W. B. Yeats: A Life II

W. B. Yeats: A Life II PDF

Author: R. F. Foster

Publisher: OUP Oxford

Published: 2005-03-17

Total Pages: 868

ISBN-13: 9780191584251

DOWNLOAD EBOOK →

The acclaimed first volume of this definitive biography of W. B. Yeats left him in his fiftieth year, at a crossroads in his life. The subsequent quarter-century surveyed in The Arch-Poet takes in his rediscovery of advanced nationalism and his struggle for an independent Irish culture, his continued pursuit of supernatural truths through occult experimentation, his extraordinary marriage, and a series of tumultuous love affairs. Throughout he was writing his greatest poems: 'The Fisherman' and 'The Wild Swans at Coole' in their stark simplicity; the magnificently complex sequences on the Troubles and Civil War; the Byzantium poems; and the radically compressed last work - some of it literally written on his deathbed. The drama of his life is mapped against the history of the Irish revolution and the new Irish state founded in 1922. Yeats's many political roles and his controversial involvement in a right-wing movement during the early 1930s are covered more closely than ever before, and his complex and passionate relationship with the developing history of his country remains a central theme.

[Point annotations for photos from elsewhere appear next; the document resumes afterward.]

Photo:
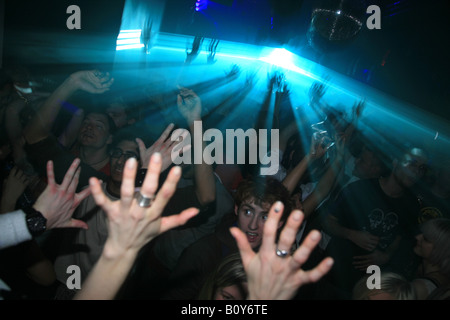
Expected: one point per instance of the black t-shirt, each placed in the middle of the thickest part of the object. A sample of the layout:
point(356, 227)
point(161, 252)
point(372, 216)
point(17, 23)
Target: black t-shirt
point(363, 206)
point(432, 206)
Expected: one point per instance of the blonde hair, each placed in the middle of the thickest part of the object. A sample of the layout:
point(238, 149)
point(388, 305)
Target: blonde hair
point(437, 231)
point(392, 283)
point(229, 272)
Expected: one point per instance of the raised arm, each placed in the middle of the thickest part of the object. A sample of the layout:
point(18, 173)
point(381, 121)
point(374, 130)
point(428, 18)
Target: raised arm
point(90, 81)
point(273, 273)
point(131, 224)
point(190, 107)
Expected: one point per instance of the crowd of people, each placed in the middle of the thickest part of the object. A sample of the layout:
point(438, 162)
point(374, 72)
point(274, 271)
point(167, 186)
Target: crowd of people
point(88, 180)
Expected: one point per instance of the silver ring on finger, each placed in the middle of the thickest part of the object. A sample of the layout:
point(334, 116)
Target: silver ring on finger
point(282, 253)
point(144, 201)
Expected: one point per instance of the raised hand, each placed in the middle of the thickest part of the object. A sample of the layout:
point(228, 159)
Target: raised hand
point(13, 187)
point(92, 81)
point(164, 146)
point(58, 202)
point(131, 226)
point(364, 239)
point(272, 272)
point(189, 105)
point(377, 257)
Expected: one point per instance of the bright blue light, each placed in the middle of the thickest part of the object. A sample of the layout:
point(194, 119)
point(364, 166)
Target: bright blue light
point(279, 57)
point(129, 39)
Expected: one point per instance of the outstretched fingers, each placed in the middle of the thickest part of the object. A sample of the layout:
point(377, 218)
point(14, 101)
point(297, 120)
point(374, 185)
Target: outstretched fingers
point(177, 220)
point(301, 255)
point(150, 184)
point(245, 249)
point(317, 272)
point(271, 227)
point(128, 184)
point(69, 176)
point(99, 196)
point(167, 190)
point(289, 233)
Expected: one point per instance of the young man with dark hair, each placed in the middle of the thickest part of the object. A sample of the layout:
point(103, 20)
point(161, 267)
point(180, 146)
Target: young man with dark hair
point(252, 204)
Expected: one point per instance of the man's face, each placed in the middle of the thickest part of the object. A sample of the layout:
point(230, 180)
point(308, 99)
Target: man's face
point(94, 131)
point(251, 218)
point(119, 155)
point(411, 168)
point(117, 112)
point(367, 165)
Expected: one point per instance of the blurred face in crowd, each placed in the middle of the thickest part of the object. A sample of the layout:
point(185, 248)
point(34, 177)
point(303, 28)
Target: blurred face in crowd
point(367, 165)
point(95, 131)
point(233, 292)
point(119, 155)
point(251, 218)
point(423, 247)
point(117, 112)
point(411, 168)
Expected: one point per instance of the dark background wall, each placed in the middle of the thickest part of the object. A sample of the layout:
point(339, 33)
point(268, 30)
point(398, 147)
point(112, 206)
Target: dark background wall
point(407, 58)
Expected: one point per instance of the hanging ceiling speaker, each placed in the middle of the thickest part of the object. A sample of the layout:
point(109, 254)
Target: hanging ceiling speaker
point(334, 24)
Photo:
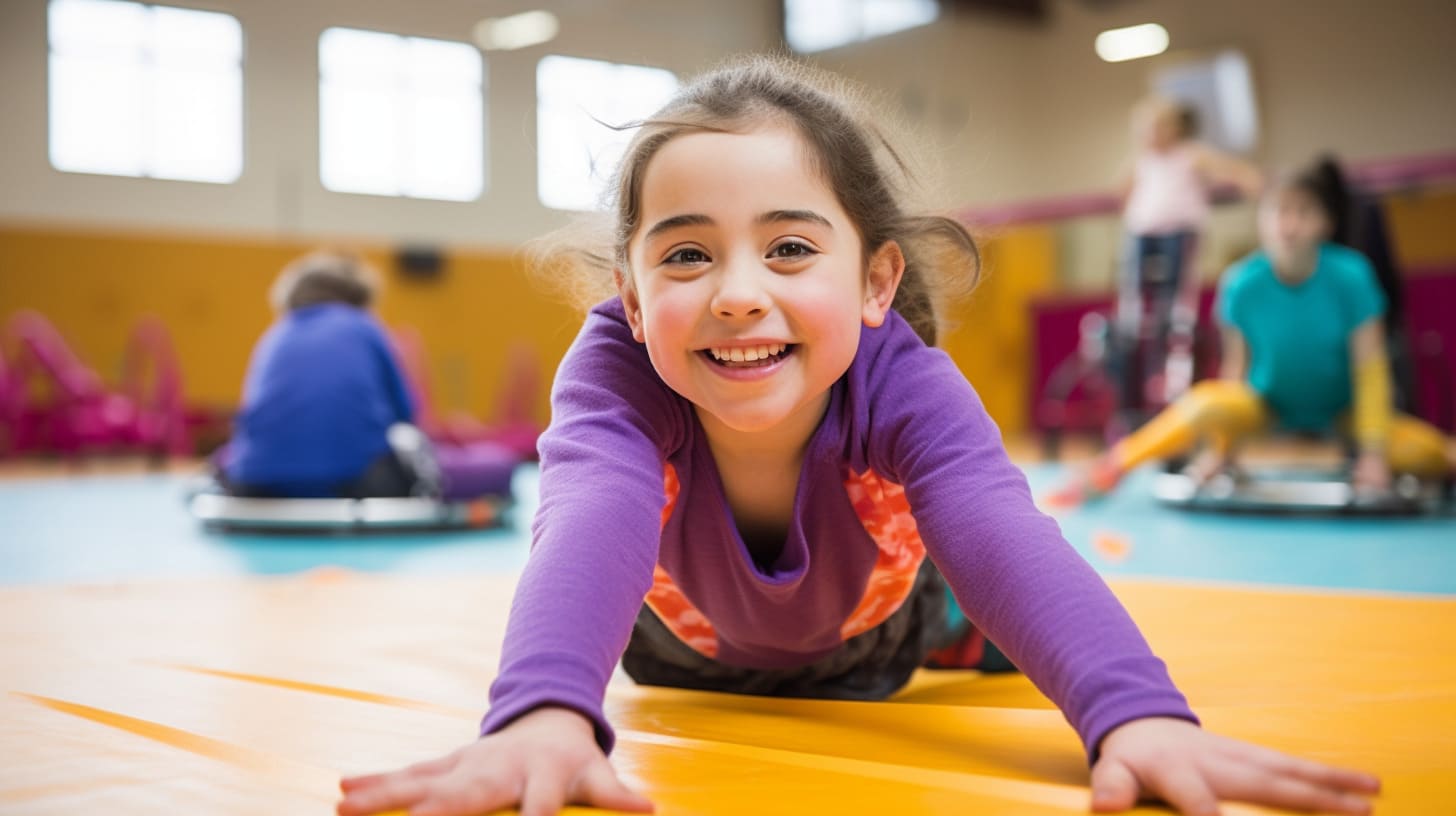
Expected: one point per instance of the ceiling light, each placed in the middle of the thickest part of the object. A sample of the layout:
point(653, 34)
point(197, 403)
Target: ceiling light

Throughout this book, the genesis, alteration, and presentation of his work (memoirs and polemic as well as poetry) is explored through his private and public life. The enormous and varied circle of Yeats's friends, lovers, family, collaborators, and antagonists inhabit and enrich a personal world of astounding energy, artistic commitment, and verve. Yeats constantly re-created himself and his work, believing that art was 'not the chief end of life but an accident in one's search for reality': a search which brought him again and again back to his governing preoccupations: sex and death. He also held that 'all knowledge is biography', a belief reflected in this study of one of the greatest lives of modern times.